A conversation that helps everyone understand what the measures are, how they impact the team, and why it’s imperative that the Scrum Master or agile coach excels in these areas.
You could also have a conversation with the product owner and members of the development team to understand whether they feel they are better or worse off because of the presence of the Scrum Master and the contribution that is made.
Do they believe their environment is better or worse because of the Scrum Master’s contribution?
A great measure of a Scrum Master is their resilience in resolving issues and impediments to the team’s progress. The problem or impediment may often not be decided on the first attempt.
Is the Scrum Master willing to take ownership of that issue and work with people throughout the organisation to resolve the impediment on the team’s behalf?
Are they willing to step up and persist with the actions necessary to remove those impediments?
Are they willing to step outside of their comfort zone in order to make the team better and create an environment where the team can excel?
Are they willing to go and talk to heads of departments and directors of the organisation to try and resolve problems or secure opportunities for growth and improvement?
Are they willing to go to the board, if that’s what it takes, to get a responsible and reasonable answer to the most compelling questions and problems a team may face?
It’s a matter of resilience. Do they step up each and every day and try to make the world around them a better place to work and thrive? Will they persist, day in and day out, regardless of how long it takes to achieve the team’s goals and objectives?
Organisations can be very complex and slow. It can take a long time to make an impact and resolve an issue or unblock an impediment.
You may even find that members of the wider organisation who are not involved in scrum are opposed to agile as a way of working and actively resist efforts to become more agile in their way of thinking and working.
It can be a very tough environment for a Scrum Master to work and despite all of their efforts, they might get very little done.
You must take these factors into consideration when evaluating a Scrum Master’s contribution.
We also need to look at the data.
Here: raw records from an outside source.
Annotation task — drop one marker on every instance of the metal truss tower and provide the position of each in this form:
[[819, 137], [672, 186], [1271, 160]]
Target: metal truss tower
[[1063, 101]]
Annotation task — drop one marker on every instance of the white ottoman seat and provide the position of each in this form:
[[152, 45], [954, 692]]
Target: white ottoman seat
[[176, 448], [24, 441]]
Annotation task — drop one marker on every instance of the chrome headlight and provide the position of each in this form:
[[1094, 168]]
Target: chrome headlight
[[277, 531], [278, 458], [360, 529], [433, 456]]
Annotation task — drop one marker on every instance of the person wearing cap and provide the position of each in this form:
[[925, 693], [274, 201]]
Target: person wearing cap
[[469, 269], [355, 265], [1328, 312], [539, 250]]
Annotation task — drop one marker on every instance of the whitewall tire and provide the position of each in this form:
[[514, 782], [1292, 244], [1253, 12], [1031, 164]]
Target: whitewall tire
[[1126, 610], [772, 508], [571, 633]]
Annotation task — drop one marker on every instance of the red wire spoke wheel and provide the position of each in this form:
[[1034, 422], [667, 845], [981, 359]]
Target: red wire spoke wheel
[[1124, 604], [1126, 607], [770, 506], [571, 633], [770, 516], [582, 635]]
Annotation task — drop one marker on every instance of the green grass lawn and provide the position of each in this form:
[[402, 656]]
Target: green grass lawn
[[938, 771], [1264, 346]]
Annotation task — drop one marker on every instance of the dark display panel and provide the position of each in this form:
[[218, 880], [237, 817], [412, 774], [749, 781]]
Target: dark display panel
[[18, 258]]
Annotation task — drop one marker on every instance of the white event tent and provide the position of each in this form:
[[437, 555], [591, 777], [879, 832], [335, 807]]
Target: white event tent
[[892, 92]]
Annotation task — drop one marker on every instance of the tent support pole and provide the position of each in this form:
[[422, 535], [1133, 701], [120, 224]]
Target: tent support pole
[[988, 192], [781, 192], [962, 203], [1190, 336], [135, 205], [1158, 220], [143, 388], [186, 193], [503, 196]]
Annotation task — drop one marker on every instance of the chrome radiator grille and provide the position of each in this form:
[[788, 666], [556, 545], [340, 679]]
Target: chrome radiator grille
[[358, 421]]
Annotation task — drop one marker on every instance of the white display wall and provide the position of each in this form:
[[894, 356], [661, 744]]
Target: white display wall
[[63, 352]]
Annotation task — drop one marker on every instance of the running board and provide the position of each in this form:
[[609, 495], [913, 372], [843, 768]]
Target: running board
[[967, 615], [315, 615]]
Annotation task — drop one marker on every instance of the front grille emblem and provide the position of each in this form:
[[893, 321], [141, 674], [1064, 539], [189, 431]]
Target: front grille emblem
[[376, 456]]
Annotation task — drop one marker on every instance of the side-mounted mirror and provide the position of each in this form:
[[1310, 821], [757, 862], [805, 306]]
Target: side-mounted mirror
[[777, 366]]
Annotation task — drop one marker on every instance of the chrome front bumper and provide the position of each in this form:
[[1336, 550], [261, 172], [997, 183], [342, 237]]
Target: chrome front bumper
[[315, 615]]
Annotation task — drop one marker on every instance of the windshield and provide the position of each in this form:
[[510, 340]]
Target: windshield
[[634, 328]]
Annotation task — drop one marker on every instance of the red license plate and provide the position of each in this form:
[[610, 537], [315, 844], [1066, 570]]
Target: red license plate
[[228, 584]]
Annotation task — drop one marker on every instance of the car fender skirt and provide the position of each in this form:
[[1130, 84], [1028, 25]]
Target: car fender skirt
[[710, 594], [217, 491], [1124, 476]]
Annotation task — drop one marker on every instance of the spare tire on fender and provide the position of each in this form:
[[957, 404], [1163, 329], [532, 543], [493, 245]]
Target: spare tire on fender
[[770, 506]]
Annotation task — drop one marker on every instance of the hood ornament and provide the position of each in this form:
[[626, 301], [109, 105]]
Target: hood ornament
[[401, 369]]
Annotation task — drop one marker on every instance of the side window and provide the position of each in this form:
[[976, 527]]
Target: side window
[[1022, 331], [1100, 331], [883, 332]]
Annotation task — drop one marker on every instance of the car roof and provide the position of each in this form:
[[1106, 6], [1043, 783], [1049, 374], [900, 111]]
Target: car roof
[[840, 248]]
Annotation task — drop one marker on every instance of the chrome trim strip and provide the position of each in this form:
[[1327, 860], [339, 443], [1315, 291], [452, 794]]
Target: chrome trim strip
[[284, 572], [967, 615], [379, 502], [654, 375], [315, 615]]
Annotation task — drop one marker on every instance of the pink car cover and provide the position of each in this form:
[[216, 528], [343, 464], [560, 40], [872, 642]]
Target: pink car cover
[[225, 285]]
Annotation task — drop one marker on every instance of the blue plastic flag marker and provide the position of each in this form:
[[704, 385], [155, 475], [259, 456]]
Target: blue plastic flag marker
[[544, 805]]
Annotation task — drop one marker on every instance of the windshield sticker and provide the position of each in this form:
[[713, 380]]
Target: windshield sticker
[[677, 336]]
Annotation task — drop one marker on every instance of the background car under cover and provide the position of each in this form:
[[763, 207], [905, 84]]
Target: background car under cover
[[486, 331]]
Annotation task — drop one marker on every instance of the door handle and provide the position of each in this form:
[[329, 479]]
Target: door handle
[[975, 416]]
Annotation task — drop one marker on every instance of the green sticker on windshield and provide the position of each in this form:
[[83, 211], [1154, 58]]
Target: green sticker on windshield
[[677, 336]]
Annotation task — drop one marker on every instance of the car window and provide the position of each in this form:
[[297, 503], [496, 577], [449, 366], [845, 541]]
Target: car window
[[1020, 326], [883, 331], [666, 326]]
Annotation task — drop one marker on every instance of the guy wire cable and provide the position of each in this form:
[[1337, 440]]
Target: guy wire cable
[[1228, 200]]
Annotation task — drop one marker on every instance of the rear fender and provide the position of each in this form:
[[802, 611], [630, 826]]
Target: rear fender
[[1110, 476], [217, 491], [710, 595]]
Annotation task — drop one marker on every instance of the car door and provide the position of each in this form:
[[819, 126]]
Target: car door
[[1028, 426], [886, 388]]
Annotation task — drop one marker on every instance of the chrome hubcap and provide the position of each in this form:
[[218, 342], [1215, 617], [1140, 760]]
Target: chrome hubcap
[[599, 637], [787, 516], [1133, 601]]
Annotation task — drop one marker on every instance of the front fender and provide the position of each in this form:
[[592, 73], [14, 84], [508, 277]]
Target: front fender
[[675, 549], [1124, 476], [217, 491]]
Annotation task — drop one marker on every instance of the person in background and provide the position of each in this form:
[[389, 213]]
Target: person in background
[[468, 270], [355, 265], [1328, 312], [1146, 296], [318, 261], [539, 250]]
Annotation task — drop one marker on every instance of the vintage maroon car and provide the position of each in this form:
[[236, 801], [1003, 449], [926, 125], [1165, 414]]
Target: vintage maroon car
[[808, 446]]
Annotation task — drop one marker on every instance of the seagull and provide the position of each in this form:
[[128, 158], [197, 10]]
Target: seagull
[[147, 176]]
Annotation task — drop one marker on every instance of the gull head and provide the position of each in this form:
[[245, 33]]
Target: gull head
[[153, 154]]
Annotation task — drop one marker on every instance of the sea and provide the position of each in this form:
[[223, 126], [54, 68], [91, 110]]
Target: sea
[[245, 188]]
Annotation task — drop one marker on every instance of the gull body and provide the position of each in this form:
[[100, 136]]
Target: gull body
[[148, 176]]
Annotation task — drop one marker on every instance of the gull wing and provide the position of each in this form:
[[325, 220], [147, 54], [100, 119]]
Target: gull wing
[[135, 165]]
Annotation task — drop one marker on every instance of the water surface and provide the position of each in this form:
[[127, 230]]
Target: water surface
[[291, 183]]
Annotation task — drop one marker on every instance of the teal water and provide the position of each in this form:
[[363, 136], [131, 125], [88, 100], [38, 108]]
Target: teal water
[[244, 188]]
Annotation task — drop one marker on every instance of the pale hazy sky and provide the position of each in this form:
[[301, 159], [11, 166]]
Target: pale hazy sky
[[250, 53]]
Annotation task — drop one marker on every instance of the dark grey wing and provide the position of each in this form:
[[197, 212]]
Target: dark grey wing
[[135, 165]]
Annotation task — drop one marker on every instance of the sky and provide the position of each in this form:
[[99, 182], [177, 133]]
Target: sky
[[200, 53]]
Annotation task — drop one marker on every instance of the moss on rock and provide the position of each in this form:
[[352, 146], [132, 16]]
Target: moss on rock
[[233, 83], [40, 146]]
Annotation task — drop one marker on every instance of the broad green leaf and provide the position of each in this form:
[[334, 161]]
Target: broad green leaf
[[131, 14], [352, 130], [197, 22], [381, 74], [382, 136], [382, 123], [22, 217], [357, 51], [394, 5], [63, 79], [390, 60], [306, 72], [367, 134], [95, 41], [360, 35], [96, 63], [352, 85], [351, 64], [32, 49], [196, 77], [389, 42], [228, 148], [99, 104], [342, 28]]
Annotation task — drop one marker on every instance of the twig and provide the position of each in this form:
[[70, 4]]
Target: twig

We need to look at whether a Scrum Master is investing their time and efforts into areas that make sense? Do they have hypotheses that they are exploring and actively seeking to prove or disprove?
How are they making decisions about where they can best invest their skills, time and effort to serve the team as well as the organisation?
Are they seeking to nurture relationships within the scrum team and the wider organisation that will help create an environment where others can excel? Do they invest time and effort in their own self-development and continuous improvement? Do they live and breathe Agile values and principles?
Do the team believe that their scrum master is doing the best job they can to make the environment a place where others can succeed? Do they believe that the scrum master is doing the best job they can to resolve problems or remove impediments?
There are a great deal of factors that you could look at but it makes sense to define what measures are important for the scrum master to achieve and evaluating how effective the scrum master is in moving the needle on those measures.
When the needle isn’t moving, evaluate whether the scrum master is trying to actively move the needle and understand what impediments they may face in achieving goals and objectives.
That would be my advice when it comes to evaluating whether a scrum master is doing a great job or not.